HARARE – Zimbabwean soldiers will be banned from wearing their camouflage outside the barracks unless when on deployment, ZimLive can exclusively reveal.
In an internal memo, obtained by this website, the Zimbabwe National Army (ZNA) commander Lieutenant General Edzai Chimonyo said the measure had been taken “to ensure impostors abusing the uniforms will be easily identified and also ensure safety of members outside cantonment areas.”
Soldiers must leave their uniforms in their barracks, and will not be allowed to wear them during their commute to and from work, or when travelling between towns.
The directive follows a spate of crimes which human rights groups say have been committed by soldiers, including rape, murder, armed robberies, extortion and beatings following the deployment of troops in residential neighbourhoods in the wake of fuel protests on January 14.
The army denies that its members are behind the crimes, claiming instead that the perpetrators of those crimes stole the uniforms. In his memo to military commanders, Chimonyo did not mention rape and murder.
“It has been noted with concern that ZNA uniform has been abused in offences being committed such as robbery, gold panning, fraud, theft and extortion among others. Some members have also been attacked by civilians whilst in uniforms,” said Chimonyo in the memo dated February 6.
He directed that “with immediate effect no military uniform will be worn outside cantonment areas.”

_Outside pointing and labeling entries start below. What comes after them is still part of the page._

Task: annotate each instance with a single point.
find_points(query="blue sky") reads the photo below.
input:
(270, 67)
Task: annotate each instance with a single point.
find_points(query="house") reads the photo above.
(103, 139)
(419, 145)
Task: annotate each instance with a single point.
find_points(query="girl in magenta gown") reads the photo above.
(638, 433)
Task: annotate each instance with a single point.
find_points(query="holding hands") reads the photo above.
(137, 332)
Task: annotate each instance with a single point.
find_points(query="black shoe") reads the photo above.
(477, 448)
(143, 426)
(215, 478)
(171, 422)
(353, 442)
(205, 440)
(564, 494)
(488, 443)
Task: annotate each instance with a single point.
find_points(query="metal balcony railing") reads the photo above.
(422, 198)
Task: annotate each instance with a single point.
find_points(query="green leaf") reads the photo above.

“This applies to members commuting to and from places of work, intra and inter-city commuting. Take note that after working hours members are to put on civilian clothes and leave their uniforms in cantonment areas,” the memo adds.
ZimLive has seen a cache of police documents showing people in military uniforms have committed a string of crimes, particularly in Harare where soldiers remain deployed.
Just after midday on February 7, two men claiming to be police detectives walked into a hair saloon at Machipisa Shopping Centre and ordered 36-year-old Caroline Mutasa, of Glen Norah, to follow them to their vehicle, a black Toyota Wish.
Police files say nine men were in the vehicle, two of them wearing army camouflage and armed with a rifle. They threatened to “deal with her” at the KG6 military barrack but instead drove to Harare Kopje where they robbed her of US$500, $80 bond notes and her ID card.
On February 8, at around 9.30PM, six men wearing masks and all armed with AK47 rifles, stormed a shebeen in Mbare and ordered everyone to lie on the ground. After assaulting one of the patrons with a sjambok, and firing a shot into the ground, they robbed the owner of the shebeen of $2,800 and US$100.
The men jumped into their vehicles, a white Nissan MP300 with registration number AEA 4471, a white Nissan MP300 without registration plates and a Datsun Go without registration plates.
Police sources told ZimLive the two Nissan vehicles are owned by the Central Intelligence Organisation (CIO). A police officer based at Mbare has been arrested in connection with that robbery.
President Emmerson Mnangagwa has faced growing demands to order soldiers back to the barracks, but the military says it is on the streets at the invitation of the police to maintain law and order following protests last month. Rights groups say 17 people have died in the military operations, and over 250 others injured.